Rabbi Chnéor Zalman de Lyadi (fondateur du mouvement ‘Habad et auteur du Tanya) explique qu’il existe deux dimensions spirituelles de la Brit Mila. Alors qu’il est possible de parvenir au premier niveau sans le commandement explicite de D.ieu, l’on ne peut atteindre le second niveau spirituel sans l’assistance de D.ieu qui se transmet par Son commandement.

La dimension la plus élevée sera entièrement révélée à l’Ère de Machia’h. Cependant, Avraham cherchait à expérimenter ce niveau de son vivant, ce qui ne pouvait se produire qu’avec l’ordre que lui intima D.ieu, à lui qui avait vécu une vie d’engagement absolu à l’accomplissement de toutes les Mitsvot de son propre gré. Il était donc prêt à ce niveau spirituel sublime.

Le désespoir du Roi David

L’on peut peut-être apporter un autre éclairage. Le Baal Chem Tov cite un passage du Talmud (Mena’hot 43b) concernant le désespoir du roi David alors qu’il se baignait et qu’il réalisa qu’il était dénudé et de ce fait désengagé de toute Mitsva. Cependant, lorsqu’il réalisa qu’il était circoncis, il fut soulagé. Il chanta alors une louange à D.ieu pour cette Mitsva et composa le Psaume 12.

Le Baal Chem Tov ajoute que le bain du Roi David peut se comprendre en termes spirituels. Il voulait se débarrasser de tout vestige de péchés et d’impureté. Tout en le faisant, il réfléchissait à sa vie d’accomplissement de Mitsvot et réalisa qu’il était « nu ». Le Baal Chem Tov enseigne que dans ce contexte, la « nudité » du roi David signifie qu’il se sentait démuni de toutes Mitsvot parce qu’il ne pouvait en trouver une qui soit totalement pure. Il craignait que dans son accomplissement restent des traces d’arrière-pensées intéressées.

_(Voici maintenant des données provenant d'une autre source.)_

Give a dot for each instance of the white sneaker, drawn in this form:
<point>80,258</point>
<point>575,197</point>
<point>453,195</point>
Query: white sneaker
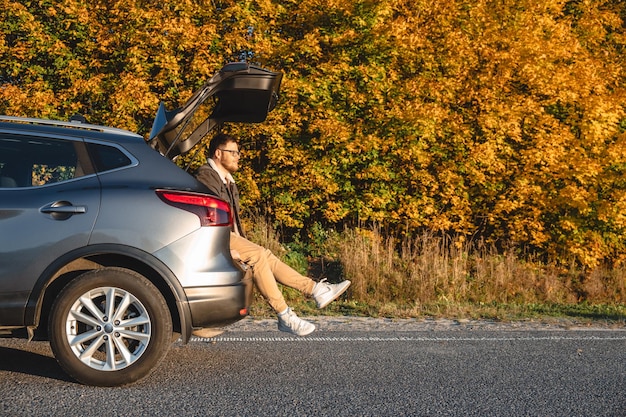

On doit noter que le Talmud déclare que « l’on doit toujours faire une Mitsva, même pour des motivations intéressées, car de cet intérêt finira par émerger l’accomplissement pour des motifs purs. » Cependant, il est clair que ce n’est pas l’idéal. Une personne de la stature du roi David, en quête de la pureté absolue, ne pouvait l’atteindre tant que ses Mitsvot étaient teintées d’une motivation personnelle, si subtile soit-elle. Il recherchait donc une Mitsva de cette qualité et c’est ce qu’il trouva dans la Brit Mila.

Une pureté de huit jours

Qu’est-ce qui distingue cette Mitsva de toutes les autres ? C’est la seule que l’on accomplit en étant nouveau-né, incapable de la comprendre. Il est évident qu’un bébé de huit jours ne peut faire quelque chose pour des raisons égoïstes. C’est la plus pure des Mitsva que l’on accomplit : aussi pure et innocente que le bébé lui-même.

La contagion

Il nous faut encore clarifier l’analyse du Baal Chem Tov sur la manière dont le désespoir du roi David fut soulagé par la Mitsva de la Brith Mila. Bien qu’il soit vrai que cette Mitsva est absolument pure parce que le bébé a huit jours, comment le roi David se purifia-t-il de sa perception que toutes ses autres Mitsvot étaient imprégnées de motivations autres ?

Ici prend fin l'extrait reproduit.